Netanyahu parla all'Onu e i delegati abbandonano l'aula
Benjamin Netanyahu

Le parole di Mattarella

Tra le attestazioni di solidarietà e sgomento arrivate da tutto il mondo, anche il Presidente della Repubblica, Sergio Mattarella, ha inviato al Governatore Generale del Commonwealth d’Australia, Sam Mostyn, un messaggio di vicinanza:

“In questi momenti di profonda tristezza, a nome della Repubblica Italiana, desidero esprimere sentite condoglianze e massima vicinanza alle famiglie delle vittime.
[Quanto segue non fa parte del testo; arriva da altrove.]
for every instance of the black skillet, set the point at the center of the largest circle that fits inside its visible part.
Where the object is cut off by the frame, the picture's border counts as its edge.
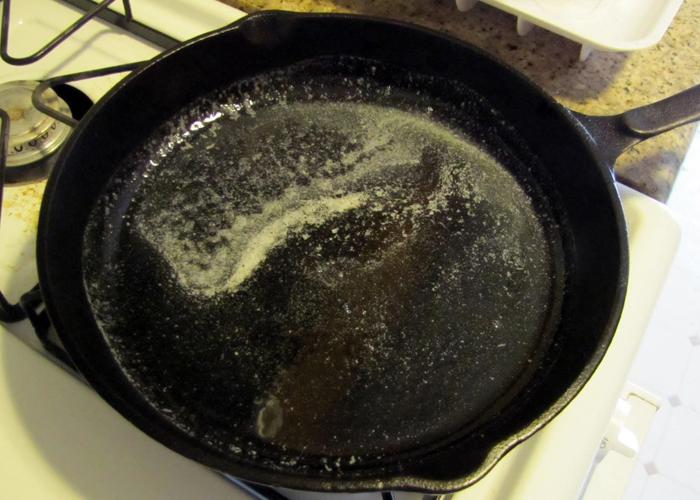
(381, 266)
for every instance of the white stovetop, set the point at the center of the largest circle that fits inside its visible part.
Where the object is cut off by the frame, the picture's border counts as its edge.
(59, 439)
Il pensiero di tutti gli italiani, e mio personale, è altresì rivolto ai feriti, ai quali auguro un pronto e pieno ristabilimento.

Quali che siano le causali e le responsabilità di questo vile attentato, rinnovo le più dure espressioni di condanna contro gli ignobili atti di terrorismo, le ripugnanti manifestazioni e forme di antisemitismo, ogni espressione di fanatica violenza alimentata da odio etnico o religioso.

Una ferita aperta

Mentre Sydney piange le sue vittime e decine di feriti lottano tra la vita e la morte, una certezza resta: l’attacco di Bondi Beach segna un punto di non ritorno per la sicurezza e la convivenza in Australia.

In mezzo all’odio, resta il gesto di Ahmed el Ahmed. Un uomo qualunque che, in una sera di terrore, ha scelto di non voltarsi dall’altra parte. E che, per molti, rappresenta l’unica luce rimasta accesa in un Hanukkah spezzato.